In the Decision Notice against Mr Naqvi, the DFSA found that Mr Naqvi was knowingly involved in misleading and deceiving investors over the misuse of their funds by AIML as he personally proposed, orchestrated, authorised, and executed actions that directly or indirectly misled or deceived the investors. In particular, Mr Naqvi:
• instructed the use of investor monies to fund the Abraaj Group’s working capital or other commitments;
• prioritised the distribution of Abraaj fund sale proceeds and update reports to “noise makers and those who will come back, with the latest being legacy investors and passive voices”;
• was central to the cover-up of an approximately USD 400 million shortfall across two Abraaj funds by temporarily borrowing monies for the purpose of producing bank balance confirmations and financial statements to mislead auditors and investors;
• approved and personally drafted false and misleading statements to investors to cover up the misuse of their funds;
• approved the change of an Abraaj fund’s financial year end to avoid disclosing an approximately USD 201 million shortfall, and agreed that the justification of aligning the Abraaj fund year end with the other Abraaj funds would be “selleable [sic] and compelling” to the limited partners of the fund; and
• personally arranged to borrow USD 350 million from an individual in an attempt to make the Abraaj Group appear solvent and appease the demands of investors.

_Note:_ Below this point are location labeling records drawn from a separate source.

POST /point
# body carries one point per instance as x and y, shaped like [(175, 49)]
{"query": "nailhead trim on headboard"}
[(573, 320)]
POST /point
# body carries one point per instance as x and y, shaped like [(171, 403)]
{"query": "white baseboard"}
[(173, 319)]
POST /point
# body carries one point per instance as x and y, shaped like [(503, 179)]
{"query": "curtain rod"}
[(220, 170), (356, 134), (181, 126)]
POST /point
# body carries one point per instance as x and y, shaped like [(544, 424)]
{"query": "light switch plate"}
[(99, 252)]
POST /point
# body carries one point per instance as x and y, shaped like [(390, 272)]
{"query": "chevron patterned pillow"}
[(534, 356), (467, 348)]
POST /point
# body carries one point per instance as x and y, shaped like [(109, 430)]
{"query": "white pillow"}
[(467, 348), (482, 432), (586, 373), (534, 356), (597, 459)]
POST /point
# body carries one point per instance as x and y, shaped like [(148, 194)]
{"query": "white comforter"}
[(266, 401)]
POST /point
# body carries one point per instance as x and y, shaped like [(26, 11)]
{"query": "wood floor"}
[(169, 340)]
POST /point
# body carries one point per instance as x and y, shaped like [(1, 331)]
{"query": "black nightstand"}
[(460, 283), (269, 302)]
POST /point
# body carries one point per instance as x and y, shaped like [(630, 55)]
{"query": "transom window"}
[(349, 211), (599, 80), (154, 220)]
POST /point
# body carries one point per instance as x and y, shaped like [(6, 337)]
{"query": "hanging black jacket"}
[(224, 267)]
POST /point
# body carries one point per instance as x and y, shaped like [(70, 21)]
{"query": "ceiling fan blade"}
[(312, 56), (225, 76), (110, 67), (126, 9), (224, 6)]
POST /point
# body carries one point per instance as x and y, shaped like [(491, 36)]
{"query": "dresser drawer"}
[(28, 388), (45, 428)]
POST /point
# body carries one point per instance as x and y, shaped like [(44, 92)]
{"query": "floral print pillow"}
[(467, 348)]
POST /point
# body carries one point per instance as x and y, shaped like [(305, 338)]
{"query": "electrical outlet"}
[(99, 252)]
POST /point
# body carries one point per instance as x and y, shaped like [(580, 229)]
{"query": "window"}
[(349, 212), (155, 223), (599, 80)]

Further, Mr Naqvi personally contributed to the liquidity problems at the Abraaj Group by taking interest free personal loans from it at a time when he knew that the Abraaj Group was incurring significant interest costs on borrowings in order to meet its major liquidity problems; his personal loans included monies taken from the Abraaj funds at a time when the funds did not have sufficient cash to make critical payments. On one occasion Mr Naqvi acknowledged that he was aware that a USD 1 million transfer to one of his personal companies for investment in shares needed to be made from an Abraaj fund. On another occasion, Mr Naqvi approved a USD 7.5 million transfer of an Abraaj fund’s sale proceeds, to a company wholly owned by him, in order to fund his personal expenses.
Mr Naqvi was also knowingly and directly involved in AIML carrying out unauthorised Financial Service activities in or from the DIFC over a prolonged period of almost 11 years, through, among other things, his role as the head of the Abraaj Group’s Global Investment Committee and his actions in managing the Abraaj funds.
Overall, and as set out in the FMT’s decision, Mr Naqvi “was centrally involved in a sustained course of unauthorised Financial Service activities and misleading and deceptive conduct by AIML”.
The FMT also considered that the USD 135 million “penalty is unusually high but the remuneration that Mr Naqvi received was high amidst conduct that was exceptionally serious and the cause of what appears to have been unprecedented harm to the entire community of the DIFC.”
Ian Johnston, Chief Executive of the DFSA, said: “Mr Naqvi was the face of the largest private equity firm in the region and the face of impact investing. He was in a position of trust and influence and investors relied on him to ensure that the Abraaj Group’s affairs were managed effectively and responsibly. While Mr Naqvi preached about transparency and responsibility, he did not apply those principles in practice. The DFSA’s action against him, which was upheld by the FMT, is important in recognising the nature, scale and seriousness of Mr Naqvi’s misconduct which ultimately led to the collapse of the Abraaj Group.”